Video Streaming with OpenCV and FFMPEG
It is important to capture runner forms from side and rear perspectives. It requires two cameras. I've decided to use a pair of IP cameras I already had. I've connected to them from OpenCV and developed a prototype on my PC. I thought that the code would work on Arty Z7 as well. However, the video streaming of RTSP H264 was not reliable at all on SBC. So I decided to use FFMPEG to stream from cameras and pipe RAW frames directly. I also used it for decoding H264, rotating, resizing, and cropping images. It worked with some challenges as after ~180 frames FFMPEG needs to be restarted. The restart takes ~2-3 seconds. FFMPEG has a lot of parameters and I hope I'll find the right set of them so it can receive streams without restarts.
Video Output
Not all video formats are supported by modern browsers. Encoding into some of them is very resource-intensive. After some research and experimentation I choose
Data capture
I've decided to use the SQLite 3 database to record keypoints data for each frame produced by the model. It will allow to use it to run different biomechanics assessment algorithms and relate them to the videos.
Demo
I've done a short run and created a short video to capture my running forms and related metrics.
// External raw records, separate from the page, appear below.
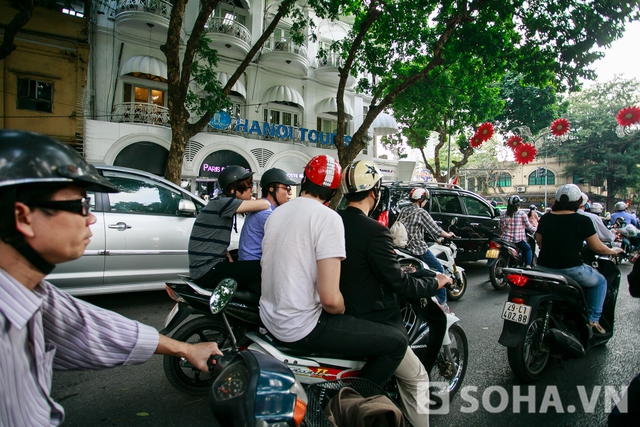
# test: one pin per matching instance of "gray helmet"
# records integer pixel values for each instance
(232, 174)
(275, 175)
(29, 158)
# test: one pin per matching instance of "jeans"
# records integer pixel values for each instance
(435, 265)
(342, 335)
(526, 251)
(588, 278)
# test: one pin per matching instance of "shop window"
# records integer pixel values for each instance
(35, 95)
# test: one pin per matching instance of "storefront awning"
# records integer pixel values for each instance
(238, 87)
(384, 124)
(283, 94)
(146, 67)
(330, 105)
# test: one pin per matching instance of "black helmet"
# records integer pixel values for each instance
(275, 175)
(232, 174)
(30, 158)
(514, 200)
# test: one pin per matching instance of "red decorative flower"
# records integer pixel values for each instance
(525, 153)
(514, 141)
(475, 141)
(628, 116)
(560, 127)
(485, 131)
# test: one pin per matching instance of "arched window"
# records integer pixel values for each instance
(546, 176)
(504, 180)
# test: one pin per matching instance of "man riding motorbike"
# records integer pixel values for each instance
(276, 189)
(560, 236)
(371, 270)
(301, 303)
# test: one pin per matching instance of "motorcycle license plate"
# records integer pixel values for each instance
(492, 253)
(518, 313)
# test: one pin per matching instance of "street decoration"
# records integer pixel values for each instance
(525, 153)
(628, 116)
(560, 127)
(485, 131)
(514, 141)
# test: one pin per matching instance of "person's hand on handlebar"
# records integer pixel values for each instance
(443, 280)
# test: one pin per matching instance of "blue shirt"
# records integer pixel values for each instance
(250, 247)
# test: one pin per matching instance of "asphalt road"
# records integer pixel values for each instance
(573, 393)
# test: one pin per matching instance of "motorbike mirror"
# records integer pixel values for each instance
(222, 295)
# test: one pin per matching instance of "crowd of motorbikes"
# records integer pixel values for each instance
(259, 381)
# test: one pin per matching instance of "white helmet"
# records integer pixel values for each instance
(572, 192)
(620, 206)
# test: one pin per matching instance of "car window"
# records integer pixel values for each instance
(476, 207)
(446, 203)
(142, 196)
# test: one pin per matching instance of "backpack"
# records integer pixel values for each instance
(399, 233)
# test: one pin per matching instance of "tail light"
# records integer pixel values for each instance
(517, 279)
(384, 218)
(494, 245)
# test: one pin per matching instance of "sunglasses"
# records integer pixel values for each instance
(80, 206)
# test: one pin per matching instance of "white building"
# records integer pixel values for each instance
(284, 106)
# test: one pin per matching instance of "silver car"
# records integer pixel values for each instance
(140, 237)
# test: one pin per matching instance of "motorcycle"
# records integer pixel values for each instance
(502, 254)
(435, 336)
(546, 315)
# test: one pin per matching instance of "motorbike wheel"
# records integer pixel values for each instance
(180, 373)
(529, 358)
(497, 277)
(458, 288)
(450, 370)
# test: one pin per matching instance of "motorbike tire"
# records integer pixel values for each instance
(497, 277)
(530, 357)
(458, 288)
(180, 373)
(444, 372)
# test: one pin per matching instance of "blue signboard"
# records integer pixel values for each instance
(220, 120)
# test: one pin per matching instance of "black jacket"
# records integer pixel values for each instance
(370, 276)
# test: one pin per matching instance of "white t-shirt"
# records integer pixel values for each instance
(296, 236)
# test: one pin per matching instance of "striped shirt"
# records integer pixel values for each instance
(211, 234)
(513, 227)
(418, 222)
(47, 329)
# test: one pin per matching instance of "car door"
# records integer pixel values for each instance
(146, 238)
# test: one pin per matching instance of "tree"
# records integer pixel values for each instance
(397, 45)
(596, 154)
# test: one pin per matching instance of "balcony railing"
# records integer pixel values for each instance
(140, 112)
(157, 7)
(273, 45)
(219, 25)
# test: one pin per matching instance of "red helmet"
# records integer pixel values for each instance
(324, 171)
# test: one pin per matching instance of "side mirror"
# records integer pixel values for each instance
(222, 295)
(186, 207)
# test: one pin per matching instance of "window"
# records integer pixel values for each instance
(540, 180)
(504, 180)
(140, 196)
(35, 95)
(147, 95)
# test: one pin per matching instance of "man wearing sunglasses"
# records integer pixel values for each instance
(276, 188)
(45, 218)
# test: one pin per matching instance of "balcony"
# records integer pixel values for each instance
(228, 37)
(286, 56)
(327, 70)
(143, 20)
(140, 112)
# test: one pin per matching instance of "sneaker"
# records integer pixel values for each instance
(597, 329)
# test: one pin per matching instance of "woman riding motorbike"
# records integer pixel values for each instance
(560, 236)
(513, 224)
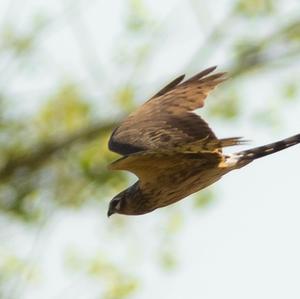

One video was captured from a side view and another from the rear.
To-Do List
I still have a long list of remaining tasks. Here are some of them:
Calculate key runners' metrics based on keypoints data set.
Complete integration with Tornado HTTP Server provided on PYNQ so it can show runner analytics on a smart TV during the run.
Create a stand for cameras.
Publish the project on Github.
Conclusion
Despite numerous challenges with software components, I was quite happy to get to this point. The project proved that even on the arml7v architecture, it is possible to run complex computer vision models in near real-time. While I haven't been able to complete all my objectives I've built a solid foundation for further improvements.
I would like to thank the AMD team and Element 14 for selecting my project proposal for this design challenge. The challenge pushed my curiosity and allowed me to explore new areas of sports biomechanics, computer vision, the ONNX framework, and the ML ecosystem. I would also like to thank all members of the community who have worked on this challenge or shared their feedback. And a special thanks to Amazon Q which helped me with some Python coding.